I suggest that the option for manual fingerprint verification should be a feature and not something to be shunned. The UI could include a button to “inspect and confirm” a fingerprint.
I address some issues raised in this thread:
Fingerprints are not supposed to be compared manually. What you discovered in the “Encryption” menu is a debugging info at best
But why not compare manually? People using PGP and email have traditonally verified fingerprints by manual inspection and this method is not inherently less secure than “secure join” if done properly.

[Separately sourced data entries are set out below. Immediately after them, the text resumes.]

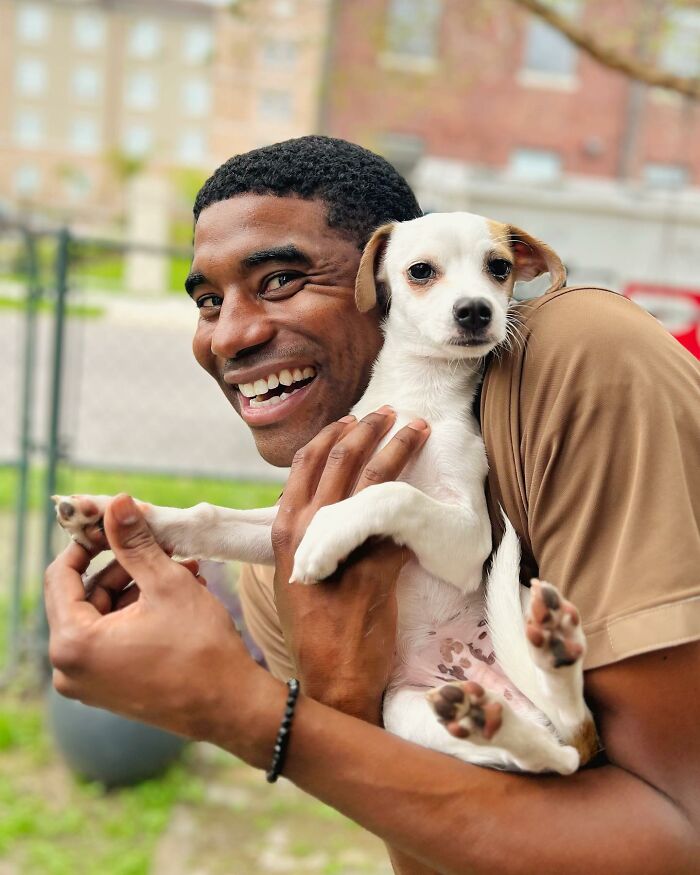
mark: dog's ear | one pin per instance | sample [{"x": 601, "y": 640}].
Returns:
[
  {"x": 533, "y": 257},
  {"x": 366, "y": 282}
]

Adding a readable Signal-like “safety number”, maybe encoded in emojis, is possible, but it only provides a one-way verification and users may fail to verify it two-way
Wouldn’t it be relatively easy to just withhold “verified” status until both users confirm the fingerprint on their end?
QR codes are convenient for many users, but they also present a barrier for others, and unfairly disadvantage users with less resources (such as users who don’t own a printer or a second device). And if your in a different country and your only two channels are email and telephone, then it makes sense to use the telephone as your out of band channel.
there are no such problems, you can scan the QR code in person or if you are not in the same room with your peer they can send you the invite link which doesn’t require a camera or scanning any QR code, there is no point in having to manually compare big numbers or tokens
my comment you are quoting is from a time when it was not possible to share invite links and people had to share the QR image around
Yes, the newer version of Delta Chat which includes the invite links was only released around the time when I made this feature proposal and I wasn’t aware of the new feature at the time, so my comment has become outdated. It’s good that there is now the option for using invite links!